Quand ce vent souffle, l’humidité baisse considérablement. La sécheresse amène des conditions désertiques jusque dans les régions boisées. Voici un rapport en provenance de Sierra Leone qui relate les effets de ce brusque changement hygrométrique
“Pendant la saison de l’harmattan, je suis entré un matin dans mon bureau. J’ai pris une feuille de papier ordinaire; on aurait dit du parchemin. Ensuite, j’ai sorti une feuille de papier carbone; elle s’est enroulée autour de mon doigt. Après avoir introduit le papier carbone dans ma machine neuve, j’ai remarqué que le chrome qui recouvrait la poignée du chariot commençait à s’écailler.
“Mais c’est plus tard, quand la saison de l’harmattan fut plus avancée, que j’ai eu la plus grosse surprise. Une nuit que nous étions profondément endormis, un bruit sec semblable à un coup de feu nous a soudain réveillés. Ma femme et moi avons sauté du lit et inspecté immédiatement la maison, pensant qu’il y avait des voleurs. Mais ce n’était pas le cas. Le lendemain matin, nous avons vite découvert la cause du bruit. En examinant le bureau qui se trouvait dans la chambre, nous avons vu que le dessus était fendu. Plus tard, on nous apprit que, sous l’action desséchante de l’harmattan, les planches collées se séparent brusquement. De même, des tiroirs qui serrent pendant la majeure partie de l’année glissent très facilement quand l’harmattan se met à souffler.”
Pour en revenir à la Côte-d’Ivoire, le climat d’Abidjan devient alors si sec que le bois se déforme et se fendille.

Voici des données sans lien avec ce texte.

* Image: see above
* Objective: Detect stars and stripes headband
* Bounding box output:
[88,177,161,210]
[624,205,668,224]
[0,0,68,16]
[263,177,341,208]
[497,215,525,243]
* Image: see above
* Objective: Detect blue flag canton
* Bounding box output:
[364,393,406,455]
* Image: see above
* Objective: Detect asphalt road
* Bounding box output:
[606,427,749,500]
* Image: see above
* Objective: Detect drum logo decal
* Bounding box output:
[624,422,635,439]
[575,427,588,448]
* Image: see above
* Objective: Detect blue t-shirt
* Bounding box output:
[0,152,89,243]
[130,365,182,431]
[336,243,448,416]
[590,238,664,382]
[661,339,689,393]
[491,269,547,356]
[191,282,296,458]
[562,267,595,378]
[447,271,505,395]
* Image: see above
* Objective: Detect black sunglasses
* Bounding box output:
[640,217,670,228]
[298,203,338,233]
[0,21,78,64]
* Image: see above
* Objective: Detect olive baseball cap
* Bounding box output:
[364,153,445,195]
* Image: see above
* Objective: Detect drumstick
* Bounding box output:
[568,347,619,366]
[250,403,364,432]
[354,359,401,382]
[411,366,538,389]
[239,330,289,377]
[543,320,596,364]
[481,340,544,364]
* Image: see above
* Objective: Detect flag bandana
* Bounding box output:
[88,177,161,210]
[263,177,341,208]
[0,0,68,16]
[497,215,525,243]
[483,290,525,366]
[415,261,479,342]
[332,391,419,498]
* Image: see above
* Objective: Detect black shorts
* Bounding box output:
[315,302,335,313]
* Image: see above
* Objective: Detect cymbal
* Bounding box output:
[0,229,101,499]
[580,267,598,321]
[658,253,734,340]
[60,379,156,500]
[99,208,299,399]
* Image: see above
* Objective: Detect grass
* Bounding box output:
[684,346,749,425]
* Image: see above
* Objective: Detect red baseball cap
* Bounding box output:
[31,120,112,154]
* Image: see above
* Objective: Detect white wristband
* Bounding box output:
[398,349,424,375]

Le craquement mentionné au début de cet article provenait d’une fente dans le bois de la bibliothèque. Heureusement, il semble que les fentes se referment progressivement à mesure que le climat retrouve son degré élevé d’humidité.
La poussière qui accompagne ce vent sec gêne la visibilité et cause des problèmes aux pilotes d’avion et aux marins. Les pêcheurs en pâtissent, car ils ont l’habitude d’observer les oiseaux qui planent au-dessus des bancs de poissons. Certains d’entre eux se sont même perdus le long de la côte occidentale de l’Afrique parce qu’ils ne voyaient plus les repères côtiers.
Un mal ou un bien?
Les avis sur l’harmattan sont partagés. En ce qui concerne la santé, par exemple, ce vent produit un dessèchement des muqueuses qui cause de l’enrouement, de la toux et des éternuements. Les lèvres et la peau se gercent. Parfois, les ongles se fendillent et les cheveux deviennent cassants. On comprend pourquoi les gens de l’endroit portent de longues robes flottantes et se couvrent la tête et le visage.

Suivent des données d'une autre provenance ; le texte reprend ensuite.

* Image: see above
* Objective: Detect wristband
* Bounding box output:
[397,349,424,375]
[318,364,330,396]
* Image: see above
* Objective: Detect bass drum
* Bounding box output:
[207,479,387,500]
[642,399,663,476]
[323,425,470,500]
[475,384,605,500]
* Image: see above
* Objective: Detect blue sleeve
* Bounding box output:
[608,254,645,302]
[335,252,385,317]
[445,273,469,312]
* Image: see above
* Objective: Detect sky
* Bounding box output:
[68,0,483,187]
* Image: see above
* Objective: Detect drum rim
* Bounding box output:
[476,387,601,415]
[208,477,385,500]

De plus, l’harmattan peut faire du tort aux récoltes, sauf si on les irrigue. Le plus ennuyeux, c’est la poussière. Les ménagères se plaignent qu’à peine ont-elles épousseté les meubles que le vent apporte aussitôt une nouvelle couche de poussière tout aussi épaisse. Cette fine poussière rouge s’infiltre partout dans les plis des vêtements, où elle laisse des taches rouges, dans les yeux, les oreilles et même les aliments.

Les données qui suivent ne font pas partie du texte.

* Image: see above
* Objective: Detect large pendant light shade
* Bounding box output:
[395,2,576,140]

Mais, au lieu de redouter ce vent, les Africains l’accueillent généralement avec joie. Ils en reconnaissent les avantages, tel que celui de dessécher les marais d’eau stagnante et l’eau de pluie qui croupit dans les fossés. Comme ce sont là les endroits où se reproduisent les moustiques, le vent freine l’extension du paludisme et d’autres maladies.
Même les ménagères apprécient les bons côtés de ce vent. Le sel s’écoule librement des salières, le pain et d’autres aliments ne moisissent plus aussi vite et le linge sèche rapidement. L’humidité et l’odeur de moisi disparaissent des garde-robes, et il devient agréable de travailler dans une atmosphère fraîche et sèche.
Tout bien considéré, les Africains de la région apprécient cette période de répit qui change de la moiteur habituelle. La plupart d’entre eux considèrent que l’harmattan leur apporte plus d’avantages que d’inconvénients.